The study addressing carpal tunnel syndrome (grades 2 or 3) [8] demonstrated that ozone infiltration followed by a prefabricated wrist-based device improved outcomes (VAS, BQ, median NCS) compared to using the device alone. However, as reported by Ashworth et al. [18], there is no clear consensus on the best therapeutic choice between local corticosteroid injection and surgery for carpal tunnel syndrome. Our data suggest that oxygen–ozone could be a viable alternative for treating upper limb pathologies, given the few known contraindications [18], although a standardized treatment protocol for each pathology is lacking. Additionally, even treatments combining corticosteroids, instrumental physical therapies like PRP, and anesthetics have shown to be equally effective, with improvements in ROM and pain exceeding those of infiltrative therapy [7].
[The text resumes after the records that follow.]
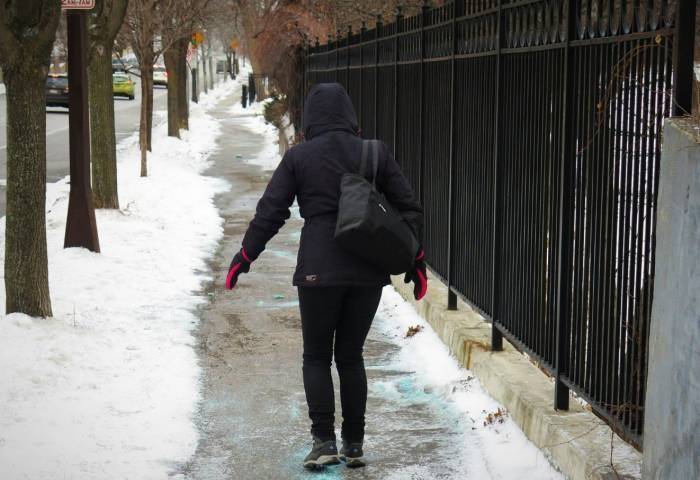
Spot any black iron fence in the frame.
[302,0,695,447]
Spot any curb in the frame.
[392,275,642,480]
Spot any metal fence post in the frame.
[348,25,352,97]
[328,30,340,82]
[418,0,430,209]
[672,1,696,117]
[447,2,463,310]
[372,22,380,138]
[491,0,505,352]
[554,0,577,410]
[394,11,403,154]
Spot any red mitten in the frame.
[226,248,252,290]
[403,248,428,300]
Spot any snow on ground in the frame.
[0,77,243,479]
[375,286,564,480]
[231,65,280,170]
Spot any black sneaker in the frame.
[304,437,340,470]
[340,440,367,468]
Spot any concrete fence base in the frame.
[393,276,642,480]
[644,119,700,480]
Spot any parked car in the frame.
[112,58,129,72]
[46,73,68,108]
[112,72,134,100]
[153,67,168,87]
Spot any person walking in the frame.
[226,83,428,469]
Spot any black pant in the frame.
[299,286,382,441]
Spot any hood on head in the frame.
[302,83,358,140]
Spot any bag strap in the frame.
[359,140,369,177]
[360,140,379,186]
[370,140,379,187]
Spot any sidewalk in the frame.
[180,89,562,480]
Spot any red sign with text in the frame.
[61,0,95,10]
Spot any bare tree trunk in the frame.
[207,45,216,90]
[141,67,153,152]
[201,45,209,93]
[177,38,190,130]
[5,65,52,317]
[163,45,180,138]
[139,62,153,177]
[88,45,119,208]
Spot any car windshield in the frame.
[46,77,68,88]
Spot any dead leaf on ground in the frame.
[406,325,423,338]
[484,408,507,427]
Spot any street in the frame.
[0,78,167,216]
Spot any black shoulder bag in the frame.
[335,140,420,275]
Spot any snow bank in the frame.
[375,286,564,480]
[0,78,238,479]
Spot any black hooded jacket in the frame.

While some studies in the literature report short- to medium-term efficacy of corticosteroid injections in treating lateral epicondylitis, oxygen–ozone therapy appears to be an effective treatment option [9]. Further research is needed to establish a standardized ozone treatment protocol. Carpal tunnel syndrome often requires invasive surgical treatment; however, as demonstrated by Baharami et al. [8], oxygen–ozone therapy could be a viable conservative treatment option. Additional studies are needed to further explore this potential.

Limits

This review has some limitations. Except for two trials [1,7], almost all the studies presented multiple biases in terms of blinding of participants and personnel and blinding of the outcome data. Another limitation is the small sample size across all studies and the variation in upper limb pathologies examined. So, we can describe only preliminary data about ozone therapy in upper limb disease.

5. Conclusions

Ozone therapy is progressively gaining recognition as a potential therapeutic option for various musculoskeletal pathologies, including those affecting the upper limb. Studies conducted thus far, and evaluated by us, have demonstrated promising results regarding its effectiveness in reducing pain and improving functionality in diverse conditions, such as tendinopathies, osteoarthritis, and compressive syndromes.

In particular, several investigations suggest that the injection of ozone directly into the affected tissues may exert an anti-inflammatory and analgesic effect, comparable to other conventional treatments. However, it is important to emphasize that, despite these encouraging results, the majority of studies present certain methodological limitations, such as a reduced sample size or a lack of adequate control groups.

Furthermore, there is a degree of heterogeneity in the treatment protocols utilized across different studies, particularly with regard to ozone concentration and the number of sessions required. This variability renders it challenging to standardize a unique therapeutic approach and definitively validate the efficacy of ozone therapy.

Notwithstanding these challenges, ozone therapy has demonstrated safety and good tolerability in the majority of patients, with rare side effects and limited contraindications. Its ease of administration renders it a potentially advantageous therapeutic option in diverse pathologies of the upper limb.

However, it is crucial to underscore that scientific research in this field is still in its early stages and necessitates further investigation. High-quality, multicenter studies, with a larger patient sample and standardized treatment protocols, are necessary to confirm the benefits of ozone therapy and define the optimal therapeutic strategies for the various pathologies of the upper limb.